It's been a troubling couple of weeks for Mandriva, but I decided not to report on it since I found it hard to unravel the events leading up to all this. Now, though, the story has come to its (logical) conclusion: now that most of Mandriva's employees have been laid off, they came together and forked Mandriva.
At the danger of getting things wrong, here's a short recap of what's been going on. Edge-IT, a company acquired by Mandriva in 2004, liquidated not too long ago, and most of its employees have either been laid off or left on their own accord, meaning most people working on the distribution are now gone.
Mandriva's plan is to move development on the desktop side of things to emerging countries, while Europe would focus on server development, since Linux is strong on servers over here. This idea didn't set well with the people working on Mandriva's desktop distribution, nor does it sit well with the community.
As a result, the only possible solution they saw was to fork Mandriva Linux, and create a new distribution. "Forking an existing open source project is never an easy decision to make, and forking Mandriva Linux is a huge task," they state in the announcement, "It was not an impulsive decision. We all spoke a lot before: former employees, Cooker contributors and users' communities. We collected opinions and reactions in the past weeks as we needed to get some kind of global agreement and to gather, before going ahead. We believe a fork is the best solution and we have decided to create a new distribution: Mageia."

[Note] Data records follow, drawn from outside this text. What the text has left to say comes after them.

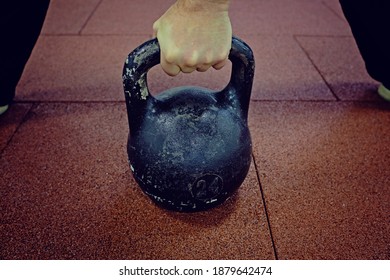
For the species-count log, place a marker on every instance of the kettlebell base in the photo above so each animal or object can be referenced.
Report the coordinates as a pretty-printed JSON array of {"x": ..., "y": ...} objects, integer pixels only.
[{"x": 189, "y": 207}]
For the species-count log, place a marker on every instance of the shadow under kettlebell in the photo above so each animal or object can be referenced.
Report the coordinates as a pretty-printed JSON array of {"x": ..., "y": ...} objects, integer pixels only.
[{"x": 189, "y": 148}]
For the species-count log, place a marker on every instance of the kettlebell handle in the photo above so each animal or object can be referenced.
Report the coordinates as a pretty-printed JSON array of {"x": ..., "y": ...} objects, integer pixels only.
[{"x": 147, "y": 55}]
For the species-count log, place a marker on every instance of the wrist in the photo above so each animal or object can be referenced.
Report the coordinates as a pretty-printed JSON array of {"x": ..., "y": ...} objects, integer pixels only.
[{"x": 204, "y": 5}]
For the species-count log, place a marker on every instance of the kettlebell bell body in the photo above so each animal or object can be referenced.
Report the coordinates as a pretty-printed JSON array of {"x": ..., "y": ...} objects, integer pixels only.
[{"x": 189, "y": 148}]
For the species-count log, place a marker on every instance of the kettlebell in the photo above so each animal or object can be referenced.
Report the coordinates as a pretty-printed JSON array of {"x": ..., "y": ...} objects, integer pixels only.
[{"x": 189, "y": 148}]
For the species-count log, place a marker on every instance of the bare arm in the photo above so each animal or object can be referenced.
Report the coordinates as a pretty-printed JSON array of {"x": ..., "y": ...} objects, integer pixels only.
[{"x": 194, "y": 35}]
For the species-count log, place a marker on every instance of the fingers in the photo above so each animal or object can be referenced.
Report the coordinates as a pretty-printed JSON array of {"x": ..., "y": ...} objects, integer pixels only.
[{"x": 173, "y": 64}]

Mageia will be a community-developed and backed project, independent from any company's whims. For now, a temporary board of community members is laying the ground work, setting up a not-for-profit organisation, and so on. After their first year, the board will be elected regularly by the community.
An interesting development, surely, and taking Mandriva's utter incompetence over the past decade into account, it's surprising it even took them this long to see the writing on the wall.